Win3mu - Part 8 - The Module Loader
This is Part 8 in a series of articles about building Win3mu — a 16-bit Windows 3 emulator. If you’re not sure what this is or why I’m doing it you might like to read from the start.
This post covers module loading — the process of loading .exe and .dll files. You’ve no doubt heard the term “Dynamic Link Library” — that’s what this post is mostly about — dynamic linking.
This post is a little longer and a little more tedious than previous articles because the topic is fairly involved. Bear with me — by the end it’ll all make sense and we’ll have covered everything required to get a simple program running under Win3mu.
The Module Manager
In Win3mu the ModuleManager
class is responsible to loading and unloading modules. It supports two kinds of modules both of which derive from a common base class called ModuleBase
.
Module16
— encapsulates a module loaded from 16-bit .dll or .exe file whose code will run on the emulated CPU.Module32
— a module written in C# that emulates a 16-bit module (often by calling the real Windows API).
Modules based on Module32
are created and registered with the module manager during start up:
// Base functionality common to all modules
abstract class ModuleBase
{
}
// Module loaded from 16-bit .exe or .dll
class Module16 : ModuleBase
{
}
// C# emulation of a well known system module
class Module32 : ModuleBase
{
}
// Kernel, User, GDI and others implemented like this...
class Kernel : Module32
{
}
// Machine class represents the entire Win3mu environment
class Machine()
{
public Machine()
{
// Register the standard modules with the module manager
_moduleManager.Register(new Kernel());
_moduleManager.Register(new User());
_moduleManager.Register(new GDI());
}
}
Note: I use the term “32” throughout this project to refer to the host operating system platform. When running on Windows x64 “32” actually refers to 64-bit Windows. This is similar to how Windows API is often referred to Win32 — even though it covers both the x86 and x64 editions.
ModuleBase Class
The ModuleBase
class provides an abstract interface to a module and many of these methods are used in the process of loading and linking modules:
public abstract class ModuleBase
{
public abstract string GetModuleName();
public abstract string GetModuleFileName();
public abstract void Load(Machine machine);
public abstract void Unload(Machine machine);
public abstract IEnumerable<string> GetReferencedModules();
public abstract void Link(Machine machine);
public abstract void Init(Machine machine);
public abstract void Uninit(Machine machine);
public abstract ushort GetOrdinalFromName(string functionName);
public abstract string GetNameFromOrdinal(ushort ordinal);
public abstract uint GetProcAddress(ushort ordinal);
public int LoadCount;
public bool Initialized;
public ushort hModule;
}
Most of these methods will be described in the following sections.
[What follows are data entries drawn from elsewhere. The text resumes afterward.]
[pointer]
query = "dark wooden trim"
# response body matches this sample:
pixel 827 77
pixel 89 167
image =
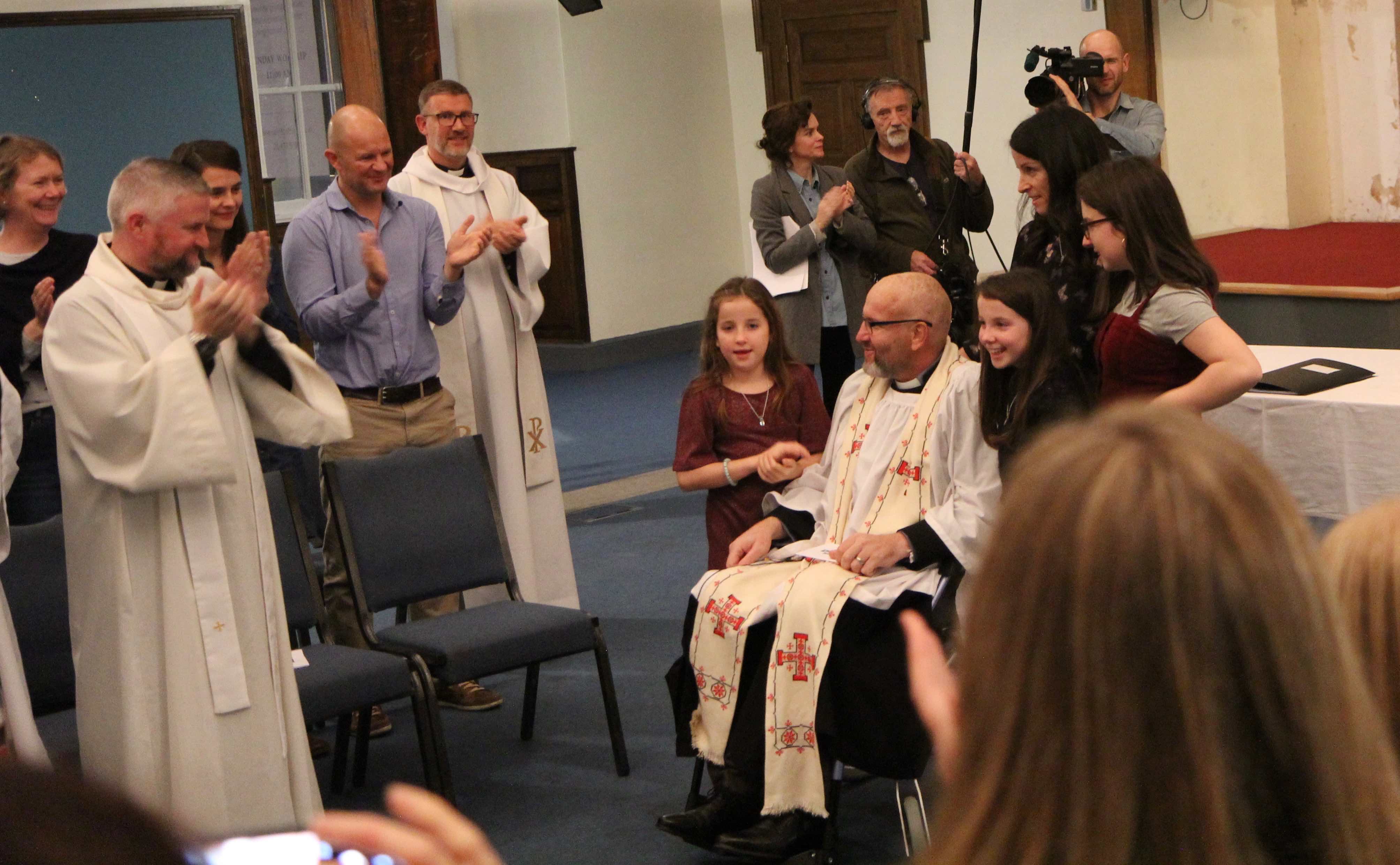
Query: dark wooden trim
pixel 360 70
pixel 259 201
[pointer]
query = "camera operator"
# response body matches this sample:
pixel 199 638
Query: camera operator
pixel 1136 125
pixel 920 194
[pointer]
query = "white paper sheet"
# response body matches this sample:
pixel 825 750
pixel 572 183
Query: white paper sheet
pixel 777 283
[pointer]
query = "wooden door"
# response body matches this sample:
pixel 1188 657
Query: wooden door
pixel 1132 20
pixel 828 51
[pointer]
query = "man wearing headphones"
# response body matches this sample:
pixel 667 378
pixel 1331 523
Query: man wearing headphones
pixel 919 192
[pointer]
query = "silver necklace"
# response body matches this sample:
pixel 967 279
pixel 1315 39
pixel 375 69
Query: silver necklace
pixel 762 423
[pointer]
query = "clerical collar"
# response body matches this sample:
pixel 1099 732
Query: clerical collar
pixel 915 384
pixel 150 282
pixel 465 171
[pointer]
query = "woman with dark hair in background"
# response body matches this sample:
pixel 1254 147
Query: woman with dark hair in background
pixel 1030 377
pixel 37 264
pixel 831 229
pixel 1162 338
pixel 1052 149
pixel 1151 669
pixel 223 170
Locating and Opening the File
The first step in loading a module is to check if it’s already loaded. This is done by module name (rather than filename) and if found its reference count is incremented and nothing else needs to happen.
If it’s not already loaded the next step is to locate the file. For the main .exe file this is already a fully qualified filename supplied on Win3mu’s command line.
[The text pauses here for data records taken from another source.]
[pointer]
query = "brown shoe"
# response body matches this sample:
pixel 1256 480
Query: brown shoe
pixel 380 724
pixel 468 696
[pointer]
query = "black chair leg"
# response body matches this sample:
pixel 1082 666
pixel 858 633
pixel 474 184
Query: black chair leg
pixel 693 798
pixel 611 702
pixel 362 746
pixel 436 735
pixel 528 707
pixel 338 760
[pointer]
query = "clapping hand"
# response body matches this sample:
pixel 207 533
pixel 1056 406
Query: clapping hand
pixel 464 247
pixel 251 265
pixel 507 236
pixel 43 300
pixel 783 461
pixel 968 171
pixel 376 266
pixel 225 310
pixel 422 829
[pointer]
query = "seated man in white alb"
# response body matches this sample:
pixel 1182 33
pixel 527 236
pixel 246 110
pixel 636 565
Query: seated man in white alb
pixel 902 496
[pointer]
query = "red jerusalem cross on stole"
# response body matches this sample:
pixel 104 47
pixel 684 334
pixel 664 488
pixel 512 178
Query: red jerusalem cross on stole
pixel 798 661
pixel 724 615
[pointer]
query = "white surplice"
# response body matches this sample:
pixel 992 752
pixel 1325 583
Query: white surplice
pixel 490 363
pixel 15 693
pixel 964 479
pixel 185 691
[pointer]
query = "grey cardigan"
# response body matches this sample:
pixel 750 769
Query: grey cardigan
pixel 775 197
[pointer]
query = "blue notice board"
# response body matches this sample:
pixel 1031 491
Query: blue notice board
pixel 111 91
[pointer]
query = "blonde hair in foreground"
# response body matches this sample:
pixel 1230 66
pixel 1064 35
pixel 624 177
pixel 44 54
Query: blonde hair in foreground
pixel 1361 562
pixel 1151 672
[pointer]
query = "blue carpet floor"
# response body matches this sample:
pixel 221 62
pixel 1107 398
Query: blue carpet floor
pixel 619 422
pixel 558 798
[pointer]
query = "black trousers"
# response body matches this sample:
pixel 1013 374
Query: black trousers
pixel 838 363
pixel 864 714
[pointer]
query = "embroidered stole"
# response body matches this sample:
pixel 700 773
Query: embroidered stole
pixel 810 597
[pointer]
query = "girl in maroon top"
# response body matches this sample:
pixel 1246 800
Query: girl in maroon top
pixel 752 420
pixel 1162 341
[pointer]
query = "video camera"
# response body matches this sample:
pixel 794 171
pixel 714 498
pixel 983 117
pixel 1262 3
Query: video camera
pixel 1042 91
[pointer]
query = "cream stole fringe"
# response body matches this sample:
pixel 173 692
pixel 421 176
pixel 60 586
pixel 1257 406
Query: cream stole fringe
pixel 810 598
Sometimes the running program will use LoadLibrary
to load a module with a fully qualified filename, but more typically a plain module name needs to be mapped to a file name. eg: “Win87em
”
There’s a search strategy for this but really it’s no more than appending “.dll” and looking in a couple of well defined locations for the file — mainly the same folder as the .exe.
Once the file is located a Module16
is created, passed the filename and Module16
opens the file using the NeFileReader
class (as described in a previous post).
// Locate the module (append ".dll" + look in search path)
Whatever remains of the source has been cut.